Harvey ran a palm over his slick forehead. ‘Jesus, you guys, I wish you’d warn me when you’re going to go all
Shogun Assassin
on me.’

We laughed. Sometimes I forget that Harvey didn’t spend all those years fighting alongside the two of us. Together Rink and me are finely tuned and can work as though symbiotically. But Harvey was getting there. Couple more situations like this and he would be part of the hive mentality we shared.

‘Wasn’t no samurai move.’ Rink grinned at Harvey as he joined us. ‘Got that one from
West Side Story
.’

We gathered up our weapons. Harvey was muttering at Rink in good nature, eliciting an even wider grin.

‘You want this?’ Rink showed me my damaged SIG.

I took it from him. It was an old friend, and you never left a friend behind. ‘I’ll fix it.’

Rink went out the window first and covered while I negotiated the space. I didn’t want to feel like a hindrance, and when he offered me his elbow, I showed him I was OK by lifting my H&K to cover the opposite direction. Life in the old dog yet.

Harvey clambered out and we pepper-potted back towards the cleft in the cliff. Nunez scrambled down the rocks and then dropped to a knee, covering our retreat. Above him, Charles also covered us, his adrenalin-pale face looking as solid as the boulders surrounding him.

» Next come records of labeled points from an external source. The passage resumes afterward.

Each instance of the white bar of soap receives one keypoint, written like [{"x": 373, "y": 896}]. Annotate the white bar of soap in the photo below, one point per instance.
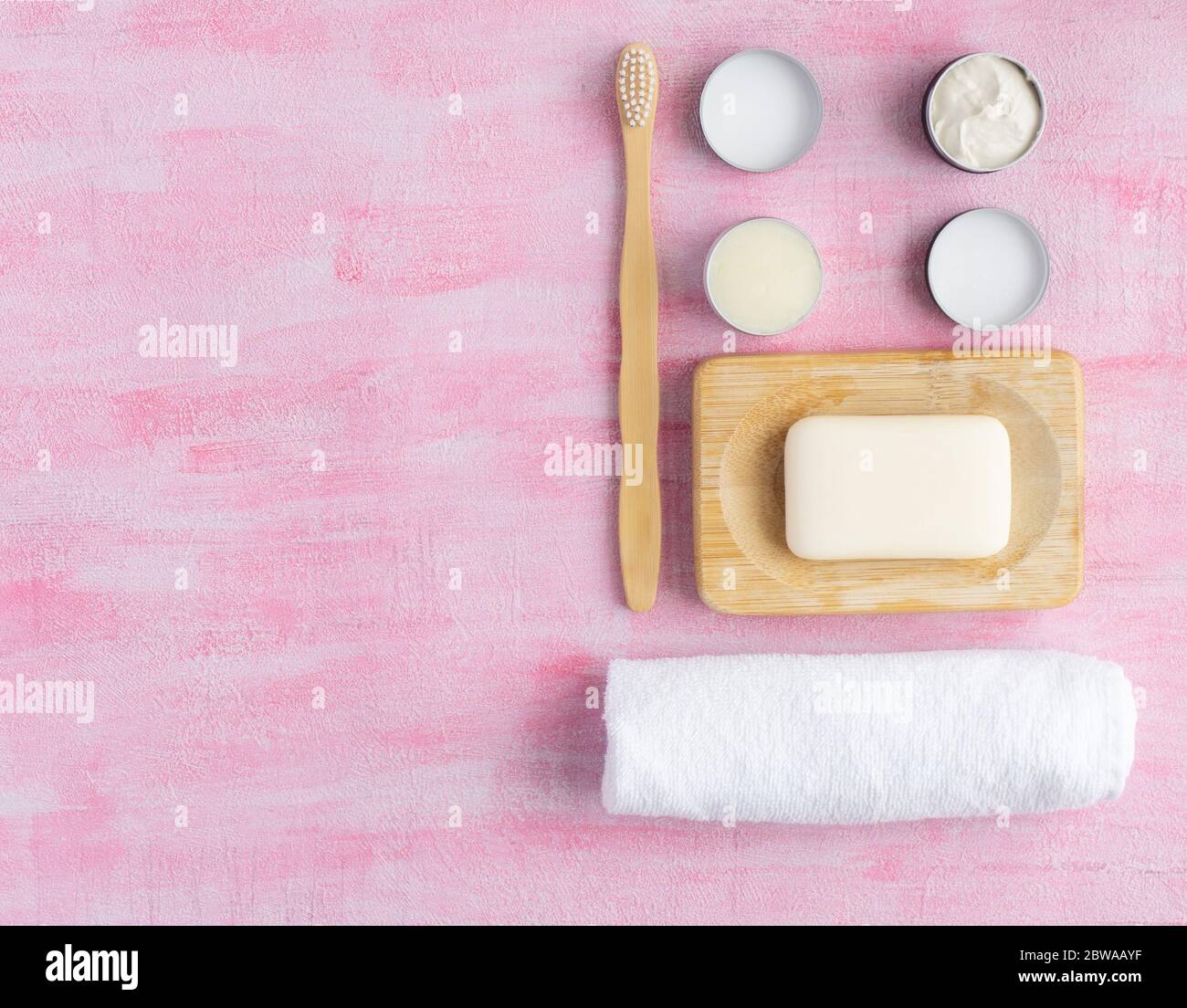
[{"x": 873, "y": 488}]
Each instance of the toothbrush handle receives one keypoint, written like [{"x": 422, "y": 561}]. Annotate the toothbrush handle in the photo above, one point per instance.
[{"x": 639, "y": 387}]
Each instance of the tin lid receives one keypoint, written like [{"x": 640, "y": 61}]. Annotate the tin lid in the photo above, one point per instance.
[
  {"x": 761, "y": 110},
  {"x": 988, "y": 268}
]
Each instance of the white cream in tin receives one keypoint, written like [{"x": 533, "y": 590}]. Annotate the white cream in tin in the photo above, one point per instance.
[{"x": 985, "y": 113}]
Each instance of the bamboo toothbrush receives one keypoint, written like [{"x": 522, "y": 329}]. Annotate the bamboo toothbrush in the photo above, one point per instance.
[{"x": 636, "y": 88}]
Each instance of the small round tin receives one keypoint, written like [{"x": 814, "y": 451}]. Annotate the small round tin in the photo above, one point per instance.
[
  {"x": 716, "y": 307},
  {"x": 927, "y": 113},
  {"x": 988, "y": 268},
  {"x": 761, "y": 110}
]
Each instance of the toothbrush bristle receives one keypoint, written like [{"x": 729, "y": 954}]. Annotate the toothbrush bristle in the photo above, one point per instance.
[{"x": 636, "y": 84}]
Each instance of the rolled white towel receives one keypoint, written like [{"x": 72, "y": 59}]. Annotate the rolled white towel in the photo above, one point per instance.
[{"x": 866, "y": 738}]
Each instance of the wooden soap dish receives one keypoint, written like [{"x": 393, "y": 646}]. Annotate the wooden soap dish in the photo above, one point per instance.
[{"x": 742, "y": 407}]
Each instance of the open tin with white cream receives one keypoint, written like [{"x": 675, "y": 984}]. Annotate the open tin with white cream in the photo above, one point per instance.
[{"x": 984, "y": 111}]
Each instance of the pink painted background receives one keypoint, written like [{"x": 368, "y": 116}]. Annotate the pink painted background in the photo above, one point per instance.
[{"x": 471, "y": 697}]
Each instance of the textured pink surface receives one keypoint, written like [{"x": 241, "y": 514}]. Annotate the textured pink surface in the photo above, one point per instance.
[{"x": 470, "y": 700}]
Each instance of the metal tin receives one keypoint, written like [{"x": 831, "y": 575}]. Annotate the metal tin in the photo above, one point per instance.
[
  {"x": 927, "y": 119},
  {"x": 782, "y": 55},
  {"x": 1029, "y": 227},
  {"x": 709, "y": 293}
]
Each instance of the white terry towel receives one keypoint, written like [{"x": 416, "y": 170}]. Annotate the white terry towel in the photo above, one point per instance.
[{"x": 866, "y": 738}]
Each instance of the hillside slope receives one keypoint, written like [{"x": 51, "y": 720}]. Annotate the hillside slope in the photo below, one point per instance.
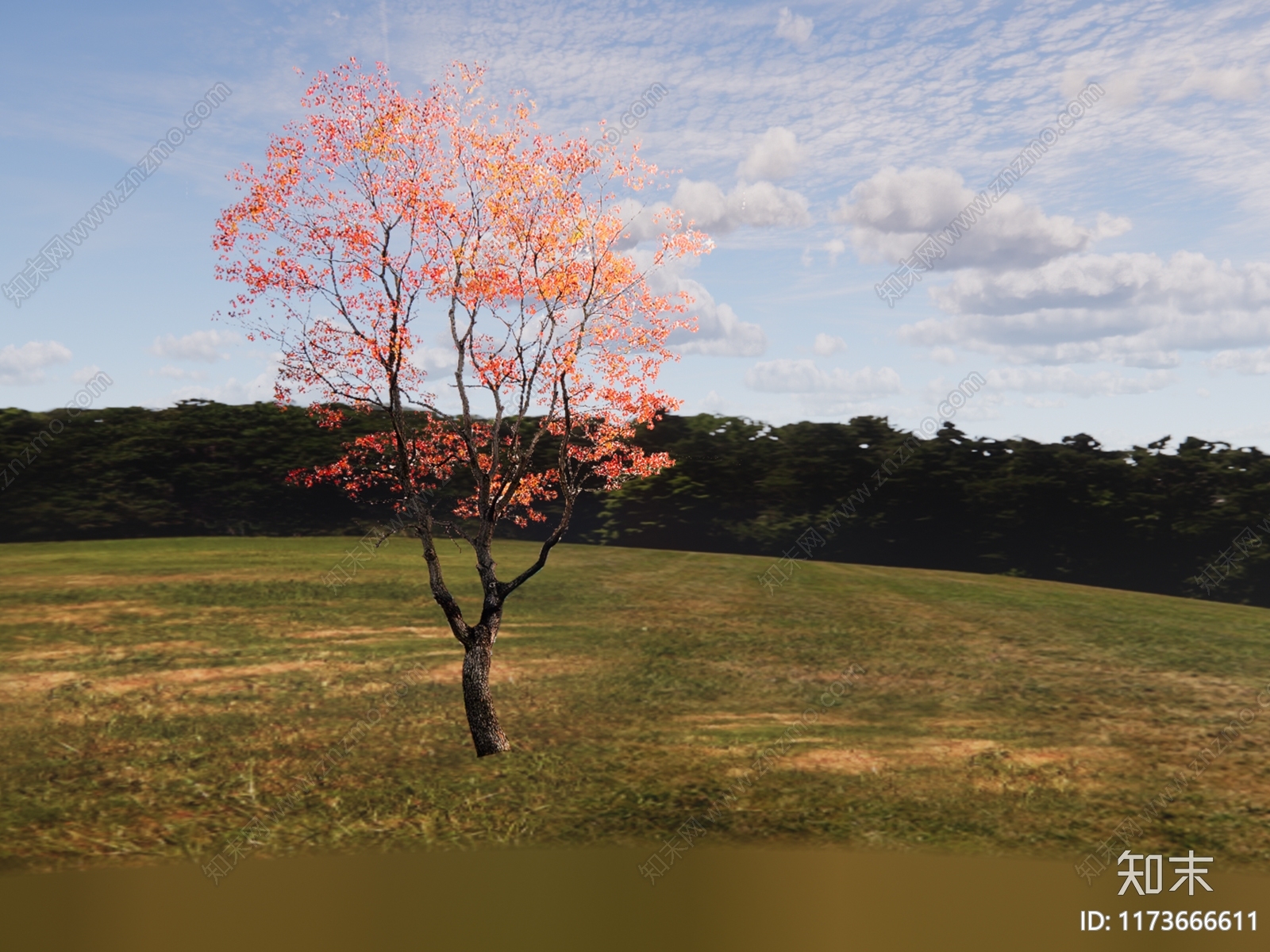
[{"x": 158, "y": 695}]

It was tough scaling the rocks up to the cleft. My right hand was alternating between numb and screaming in pain. I couldn’t decide which I preferred. When it was hurting I could at least use it. In the end, Rink swarmed past me, grabbed hold of the back of my jacket and dragged me up and past Charles. Harvey followed, and then Nunez came up as fleet as a cat.

The cleft was no place to linger. Not because there were sentries up on the cliffs any more: Rink and Harvey wouldn’t have joined me without finishing them first. Anyone – with the exception of Luke Rickard – who’d seen any of us was now dead. However no one down at Cesar Calle’s house was aware of our presence and it was better to keep things that way.

We hurried through the cleft, climbed down at the far end and got back on the trail where we followed the river upstream. We didn’t slow down for a mile. Then Rink called a halt. He was concerned about me.

‘Keep going, guys. I’m not so bad now that I’ve shaken off the effects of the explosion.’ I caught glances from the Jungla troopers. Neither one of them were party to how close I’d come to being shredded by the frag grenade. Now they were studying me like I was a walking miracle. Maybe I was.